No deportations without due process — the Dedicated Docket must go
In fast-track proceedings across the country, the Biden administration has been quietly ordering the deportation of thousands of asylum seekers, most of whom never get their day in court.
The administration has implemented the Dedicated Docket, as these fast-track proceedings are known, in 11 cities to make immigration court hearings more “efficient.” But for far too many, “efficiency” has meant orders of deportation, without notice, to countries where their lives are in danger.
Take, for example, the case of Luis, his pregnant wife and toddler son. They were prepared to appear in Boston immigration court on their assigned date, only to discover later through an immigration lawyer that the administration had fast-tracked their case, moving it to the Dedicated Docket and assigning them an earlier date. By then it was too late — a judge had already ordered Luis’s family removed when they did not appear at the new hearing. Luis and his family, like countless other asylum seekers on the docket, never received notice of the change.
On the other side of the country, in Los Angeles, William and his son were at a mandatory check-in with Immigration and Customs Enforcement (ICE), where ICE gave them a notice with information about their next immigration court hearing. On the assigned date, William and his son arrived at the ICE office and were told to wait in the lobby, even though the courtroom was on the fourth floor of the same building. After seven hours, an ICE officer finally came to inform them that they had missed their court hearing, and that the judge had ordered them removed for failing to appear.
Luis’s and William’s experiences are alarmingly common. As a recent report by the Harvard Immigration and Refugee Clinical Program revealed, most immigrants on the Boston Dedicated Docket were ordered removed, and nearly three-quarters were ordered removed in absentia, without ever having their day in court. Children accounted for approximately 40 percent of those in absentia orders. A report analyzing the Los Angeles Dedicated Docket last year found similarly high rates of in absentia removal orders.
Why does this happen? For starters, many people never receive notice of their hearings. Research indicates that when immigrants do know about their hearings, they show up. Moreover, with the immigration court system rife with confusion, many on the Dedicated Docket end up ordered deported in absentia despite their best efforts to appear in court. In Los Angeles and New York, for example, asylum seekers have been ordered removed for failing to appear while waiting in hours-long lines to enter the courthouse.
Reversing such in absentia removal orders is impossible for many, especially those without an attorney. In Boston, only about 30 percent of in absentia removals were even challenged.
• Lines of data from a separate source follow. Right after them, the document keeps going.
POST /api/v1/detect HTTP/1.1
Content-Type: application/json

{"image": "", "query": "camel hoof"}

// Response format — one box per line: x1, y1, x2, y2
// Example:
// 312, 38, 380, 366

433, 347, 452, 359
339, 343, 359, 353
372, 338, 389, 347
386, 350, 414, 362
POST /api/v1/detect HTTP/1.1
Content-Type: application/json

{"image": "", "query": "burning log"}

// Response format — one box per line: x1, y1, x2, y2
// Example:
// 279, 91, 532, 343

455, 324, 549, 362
Luis is one of the fortunate few who, with the help of an attorney, was able to vacate the removal order.
But the majority of those on the Dedicated Docket have no legal representation — in Miami, representation rates on the Dedicated Docket are as low as 22 percent; in Boston, it’s less than 51 percent, as compared to over 87 percent for asylum seekers in Boston generally. Notably, every single person who won asylum on the Boston Dedicated Docket had legal representation.
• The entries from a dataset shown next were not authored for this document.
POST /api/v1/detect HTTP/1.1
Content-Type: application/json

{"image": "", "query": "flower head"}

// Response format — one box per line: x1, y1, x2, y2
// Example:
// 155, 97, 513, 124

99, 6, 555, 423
Without access to counsel, the vast majority of those on the Dedicated Docket are unable to even apply for asylum in the first place. These disparities raise serious due process concerns, particularly for those who’ve never had a chance to defend themselves against deportation in immigration court.
The stakes are too high to ignore. Deporting asylum seekers without a hearing has dire consequences: people are fast-tracked back to countries where they frequently face torture or death. Yet, asylum seekers are being denied relief at disproportionately high rates on the Dedicated Docket. In Boston, only 4 percent of individuals assigned to the Dedicated Docket were granted asylum as of August 2022.
Advocates around the country have repeatedly brought these miscarriages of justice to the attention of the Biden administration — to no avail.
The administration’s actions violate the right to seek asylum in the United States, as well as asylum seekers’ statutory and due process rights to a hearing before an immigration judge. The administration must terminate the Dedicated Docket. If the administration refuses to stop fast-tracking deportations, it should, at a minimum, afford asylum seekers a second chance to appear before a judge, especially for those who receive no notice of their hearings or comply with other mandatory requirements, like ICE check-ins.
All people in the United States have fundamental due process rights. This rings all the more true when the stakes are life or death.
Sabrineh Ardalan is the director of the Harvard Immigration & Refugee Clinical Program and a clinical professor of law at Harvard Law School.
Tiffany Lieu is a clinical instructor at the Harvard Immigration & Refugee Clinical Program.